Co-authored-by: Neo Zhang Jianyu <redacted>
Co-authored-by: Sigbjørn Skjæret <redacted>
---

diff --git a/examples/sycl/run-llama2.sh b/examples/sycl/run-llama2.sh
index a018e4519..cf23619ee 100755
--- a/examples/sycl/run-llama2.sh
+++ b/examples/sycl/run-llama2.sh
@@ -22,9 +22,9 @@ if [ $# -gt 0 ]; then
     GGML_SYCL_DEVICE=$1
     echo "use $GGML_SYCL_DEVICE as main GPU"
     #use signle GPU only
-    ZES_ENABLE_SYSMAN=1 ./build/bin/llama-cli -m ${MODEL_FILE} -p "${INPUT_PROMPT}" -n 400 -e -ngl ${NGL} -s 0 -c ${CONTEXT} -mg $GGML_SYCL_DEVICE -sm none
+    ZES_ENABLE_SYSMAN=1 ./build/bin/llama-completion -m ${MODEL_FILE} -no-cnv -p "${INPUT_PROMPT}" -n 400 -e -ngl ${NGL} -s 0 -c ${CONTEXT} -mg $GGML_SYCL_DEVICE -sm none
 
 else
     #use multiple GPUs with same max compute units
-    ZES_ENABLE_SYSMAN=1 ./build/bin/llama-cli -m ${MODEL_FILE} -p "${INPUT_PROMPT}" -n 400 -e -ngl ${NGL} -s 0 -c ${CONTEXT}
+    ZES_ENABLE_SYSMAN=1 ./build/bin/llama-completion -m ${MODEL_FILE} -no-cnv -p "${INPUT_PROMPT}" -n 400 -e -ngl ${NGL} -s 0 -c ${CONTEXT}
 fi
diff --git a/examples/sycl/run-llama3.sh b/examples/sycl/run-llama3.sh
index 477025570..feee5165e 100755
--- a/examples/sycl/run-llama3.sh
+++ b/examples/sycl/run-llama3.sh
@@ -24,8 +24,8 @@ export UR_L0_ENABLE_RELAXED_ALLOCATION_LIMITS=1
 if [ $# -gt 0 ]; then
     GGML_SYCL_DEVICE=$1
     echo "Using $GGML_SYCL_DEVICE as the main GPU"

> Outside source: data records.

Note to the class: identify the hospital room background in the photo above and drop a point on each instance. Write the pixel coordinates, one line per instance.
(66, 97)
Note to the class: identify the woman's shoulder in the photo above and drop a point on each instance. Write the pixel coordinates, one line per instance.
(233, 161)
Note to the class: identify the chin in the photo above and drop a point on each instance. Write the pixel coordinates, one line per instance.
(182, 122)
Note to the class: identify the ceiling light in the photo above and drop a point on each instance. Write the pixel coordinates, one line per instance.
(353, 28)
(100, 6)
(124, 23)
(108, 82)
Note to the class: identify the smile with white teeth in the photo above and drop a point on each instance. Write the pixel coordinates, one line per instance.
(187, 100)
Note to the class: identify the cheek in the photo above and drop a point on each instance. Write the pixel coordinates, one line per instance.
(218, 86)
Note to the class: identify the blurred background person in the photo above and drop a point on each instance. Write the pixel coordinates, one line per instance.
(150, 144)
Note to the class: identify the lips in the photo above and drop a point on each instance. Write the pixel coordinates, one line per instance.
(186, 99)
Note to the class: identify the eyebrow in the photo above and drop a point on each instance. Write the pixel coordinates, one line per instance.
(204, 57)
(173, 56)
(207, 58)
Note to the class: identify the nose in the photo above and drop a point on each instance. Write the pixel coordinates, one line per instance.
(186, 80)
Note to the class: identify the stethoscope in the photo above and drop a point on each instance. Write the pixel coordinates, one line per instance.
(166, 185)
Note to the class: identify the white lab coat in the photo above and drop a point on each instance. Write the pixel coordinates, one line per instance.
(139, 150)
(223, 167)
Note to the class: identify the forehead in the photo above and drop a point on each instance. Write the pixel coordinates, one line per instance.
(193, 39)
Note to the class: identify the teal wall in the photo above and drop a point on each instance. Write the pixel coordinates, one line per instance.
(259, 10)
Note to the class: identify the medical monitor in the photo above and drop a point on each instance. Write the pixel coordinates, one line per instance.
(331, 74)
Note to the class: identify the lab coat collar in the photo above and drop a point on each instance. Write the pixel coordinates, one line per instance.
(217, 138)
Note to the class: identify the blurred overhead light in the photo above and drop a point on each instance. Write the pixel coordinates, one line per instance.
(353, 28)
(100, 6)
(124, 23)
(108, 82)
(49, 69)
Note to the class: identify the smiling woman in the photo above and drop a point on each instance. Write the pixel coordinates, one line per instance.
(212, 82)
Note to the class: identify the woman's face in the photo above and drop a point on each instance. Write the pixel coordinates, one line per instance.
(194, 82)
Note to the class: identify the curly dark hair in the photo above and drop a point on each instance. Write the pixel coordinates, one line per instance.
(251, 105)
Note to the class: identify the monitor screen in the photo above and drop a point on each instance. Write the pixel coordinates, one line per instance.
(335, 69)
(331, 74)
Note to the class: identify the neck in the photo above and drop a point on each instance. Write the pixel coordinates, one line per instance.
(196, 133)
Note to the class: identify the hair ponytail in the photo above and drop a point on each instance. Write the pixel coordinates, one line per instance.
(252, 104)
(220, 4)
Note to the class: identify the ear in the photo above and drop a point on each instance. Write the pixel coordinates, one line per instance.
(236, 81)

-    ZES_ENABLE_SYSMAN=1 ./build/bin/llama-cli -m ${MODEL_FILE} -p "${INPUT_PROMPT}" -n 400 -e -ngl ${NGL} -s 0 -c ${CONTEXT} -mg $GGML_SYCL_DEVICE -sm none
+    ZES_ENABLE_SYSMAN=1 ./build/bin/llama-completion -m ${MODEL_FILE} -no-cnv -p "${INPUT_PROMPT}" -n 400 -e -ngl ${NGL} -s 0 -c ${CONTEXT} -mg $GGML_SYCL_DEVICE -sm none
 else
     #use multiple GPUs with same max compute units
-    ZES_ENABLE_SYSMAN=1 ./build/bin/llama-cli -m ${MODEL_FILE} -p "${INPUT_PROMPT}" -n 400 -e -ngl ${NGL} -s 0 -c ${CONTEXT}
+    ZES_ENABLE_SYSMAN=1 ./build/bin/llama-completion -m ${MODEL_FILE} -no-cnv -p "${INPUT_PROMPT}" -n 400 -e -ngl ${NGL} -s 0 -c ${CONTEXT}
 fi
diff --git a/examples/sycl/win-run-llama2.bat b/examples/sycl/win-run-llama2.bat
index b654f88f6..32ff673ae 100644
--- a/examples/sycl/win-run-llama2.bat
+++ b/examples/sycl/win-run-llama2.bat
@@ -8,4 +8,4 @@ set INPUT2="Building a website can be done in 10 simple steps:\nStep 1:"
 :: support malloc device memory more than 4GB.
 set UR_L0_ENABLE_RELAXED_ALLOCATION_LIMITS=1
 
-.\build\bin\llama-cli.exe -m models\llama-2-7b.Q4_0.gguf -p %INPUT2% -n 400 -e -ngl 99 -s 0
+.\build\bin\llama-completion.exe -m models\llama-2-7b.Q4_0.gguf -no-cnv -p %INPUT2% -n 400 -e -ngl 99 -s 0
diff --git a/examples/sycl/win-run-llama3.bat b/examples/sycl/win-run-llama3.bat
index 608b834f6..ea4ae69d6 100644
--- a/examples/sycl/win-run-llama3.bat
+++ b/examples/sycl/win-run-llama3.bat
@@ -8,4 +8,4 @@ set INPUT2="Building a website can be done in 10 simple steps:\nStep 1:"
 :: support malloc device memory more than 4GB.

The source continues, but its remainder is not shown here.